Docker image uselagoon/php-7.3-cli-drupal if you go up the chain of FROM's is based off of FROM alpine:3.14

To upgrade grep to a gnu install, and make it work, in your Dockerfile you could add:

RUN apk add --no-cache --upgrade grep

It would appear there is some inconsistencies between the greps out there.
But thats not really a fix to a problem. Alpine will continue to use busybox grep, this continues to pop-up as a problem.

I wonder if something like busybox detection might be the answer here? Minimal impact.

if grep --help 2>&1 | grep -q -i "busybox"; then
  ... this greps crazy shit, set a diff condition
fi

https://bugs.busybox.net/show_bug.cgi?id=13151

https://lists.gnu.org/archive/html/bug-grep/2017-08/msg00010.html

[pirog]

@sonuku to add more fun to this we get status code 0 on alpine:3.13 so i'm guessing this started showing up when Lagoon bumped up to alpine:3.14.

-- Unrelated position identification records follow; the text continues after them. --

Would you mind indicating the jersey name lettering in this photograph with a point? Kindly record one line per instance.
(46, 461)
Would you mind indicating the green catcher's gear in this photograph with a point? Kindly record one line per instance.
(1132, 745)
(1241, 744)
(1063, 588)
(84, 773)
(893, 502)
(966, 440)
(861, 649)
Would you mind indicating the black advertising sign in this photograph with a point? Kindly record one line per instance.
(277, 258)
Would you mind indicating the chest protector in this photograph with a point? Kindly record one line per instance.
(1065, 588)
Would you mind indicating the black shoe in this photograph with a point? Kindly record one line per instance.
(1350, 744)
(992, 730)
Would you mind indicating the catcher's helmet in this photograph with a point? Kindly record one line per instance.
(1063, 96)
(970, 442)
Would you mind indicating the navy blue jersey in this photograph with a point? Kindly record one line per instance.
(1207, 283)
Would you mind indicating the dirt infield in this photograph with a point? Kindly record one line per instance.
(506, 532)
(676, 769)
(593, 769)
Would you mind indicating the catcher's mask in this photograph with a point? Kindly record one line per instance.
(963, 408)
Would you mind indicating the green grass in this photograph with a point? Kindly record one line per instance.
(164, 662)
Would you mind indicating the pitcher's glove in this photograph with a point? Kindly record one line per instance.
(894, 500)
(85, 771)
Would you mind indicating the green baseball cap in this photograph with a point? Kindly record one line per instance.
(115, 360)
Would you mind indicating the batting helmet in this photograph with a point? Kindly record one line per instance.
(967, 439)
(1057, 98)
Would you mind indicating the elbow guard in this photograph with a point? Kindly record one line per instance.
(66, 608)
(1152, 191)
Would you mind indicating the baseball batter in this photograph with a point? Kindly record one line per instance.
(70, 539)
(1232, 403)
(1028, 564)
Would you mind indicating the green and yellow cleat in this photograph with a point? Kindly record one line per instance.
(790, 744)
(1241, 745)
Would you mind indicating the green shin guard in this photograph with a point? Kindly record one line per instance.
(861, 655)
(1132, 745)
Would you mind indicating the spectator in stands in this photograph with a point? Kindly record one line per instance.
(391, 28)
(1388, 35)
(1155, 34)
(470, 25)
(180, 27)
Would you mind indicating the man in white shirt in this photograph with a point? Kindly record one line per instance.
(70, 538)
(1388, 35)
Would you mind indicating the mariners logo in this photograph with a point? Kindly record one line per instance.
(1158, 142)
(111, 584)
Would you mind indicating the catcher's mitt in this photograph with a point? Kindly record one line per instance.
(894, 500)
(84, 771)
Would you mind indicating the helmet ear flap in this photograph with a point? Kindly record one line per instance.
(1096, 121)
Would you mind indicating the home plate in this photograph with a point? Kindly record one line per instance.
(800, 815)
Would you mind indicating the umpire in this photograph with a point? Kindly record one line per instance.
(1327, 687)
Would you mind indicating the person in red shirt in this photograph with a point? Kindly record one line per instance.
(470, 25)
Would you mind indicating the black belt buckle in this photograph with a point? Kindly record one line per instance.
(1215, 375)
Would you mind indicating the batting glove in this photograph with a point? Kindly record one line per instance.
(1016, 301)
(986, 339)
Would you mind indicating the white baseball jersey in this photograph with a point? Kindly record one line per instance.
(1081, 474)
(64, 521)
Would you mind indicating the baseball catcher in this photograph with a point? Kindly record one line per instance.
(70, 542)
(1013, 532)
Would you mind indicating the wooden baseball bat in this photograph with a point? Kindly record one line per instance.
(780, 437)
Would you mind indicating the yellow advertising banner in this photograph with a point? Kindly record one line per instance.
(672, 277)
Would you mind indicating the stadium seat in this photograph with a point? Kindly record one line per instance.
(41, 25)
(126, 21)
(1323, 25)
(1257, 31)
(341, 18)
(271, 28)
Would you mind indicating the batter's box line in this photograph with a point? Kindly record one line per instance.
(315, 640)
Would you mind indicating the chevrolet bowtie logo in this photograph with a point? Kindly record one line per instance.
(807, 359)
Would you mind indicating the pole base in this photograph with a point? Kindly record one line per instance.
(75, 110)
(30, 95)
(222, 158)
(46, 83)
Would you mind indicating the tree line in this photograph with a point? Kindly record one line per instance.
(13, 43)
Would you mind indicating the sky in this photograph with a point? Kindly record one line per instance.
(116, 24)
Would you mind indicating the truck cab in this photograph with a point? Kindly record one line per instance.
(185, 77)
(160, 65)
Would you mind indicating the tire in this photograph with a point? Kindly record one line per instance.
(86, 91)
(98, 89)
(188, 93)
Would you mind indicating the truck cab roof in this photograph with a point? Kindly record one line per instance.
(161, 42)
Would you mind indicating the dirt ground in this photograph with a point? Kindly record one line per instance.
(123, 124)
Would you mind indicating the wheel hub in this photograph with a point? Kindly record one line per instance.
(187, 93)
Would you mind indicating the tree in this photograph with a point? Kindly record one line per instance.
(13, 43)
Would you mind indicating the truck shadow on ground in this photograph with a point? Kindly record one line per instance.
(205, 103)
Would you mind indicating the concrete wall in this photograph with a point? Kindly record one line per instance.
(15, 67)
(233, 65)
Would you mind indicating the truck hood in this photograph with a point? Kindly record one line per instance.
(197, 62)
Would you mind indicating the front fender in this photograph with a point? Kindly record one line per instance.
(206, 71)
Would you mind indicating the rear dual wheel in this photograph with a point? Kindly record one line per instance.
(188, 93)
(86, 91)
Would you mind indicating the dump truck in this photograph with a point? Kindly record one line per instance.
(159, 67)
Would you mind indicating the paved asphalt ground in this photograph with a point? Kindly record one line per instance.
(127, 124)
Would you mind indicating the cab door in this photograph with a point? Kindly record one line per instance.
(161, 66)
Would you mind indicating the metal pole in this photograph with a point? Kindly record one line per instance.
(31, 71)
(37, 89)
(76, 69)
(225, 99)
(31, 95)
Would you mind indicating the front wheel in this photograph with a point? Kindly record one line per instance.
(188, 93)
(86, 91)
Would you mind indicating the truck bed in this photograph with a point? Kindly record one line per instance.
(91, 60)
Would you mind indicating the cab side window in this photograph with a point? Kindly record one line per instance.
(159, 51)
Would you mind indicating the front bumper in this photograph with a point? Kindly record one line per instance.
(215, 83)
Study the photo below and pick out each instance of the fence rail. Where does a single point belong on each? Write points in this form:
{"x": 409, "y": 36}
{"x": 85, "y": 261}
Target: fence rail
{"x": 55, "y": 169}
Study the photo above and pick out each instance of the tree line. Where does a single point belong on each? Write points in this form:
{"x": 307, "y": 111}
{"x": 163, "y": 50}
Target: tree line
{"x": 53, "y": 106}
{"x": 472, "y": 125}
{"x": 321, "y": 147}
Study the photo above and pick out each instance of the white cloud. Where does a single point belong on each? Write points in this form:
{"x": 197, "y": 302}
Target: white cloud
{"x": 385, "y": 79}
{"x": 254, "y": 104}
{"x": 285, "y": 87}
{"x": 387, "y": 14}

All said and now that we understand the issue here i think we should just switch over to the -l from -L as you initially recommended. That seems like the option we want anyway and THEORETICALLY it should produce the same behavior in our none alpine:3.14 images.

[almunnings]

Yeah seems depending on your grep version (even gnu) -L is a bit fucky. Pasted in the bug reports in above comment.

[tobybellwood]

hihi - circling the square here - wherever possible we try to avoid overwriting the busybox packages, just to avoid potential complications. Thanks for digging into this @sonuku!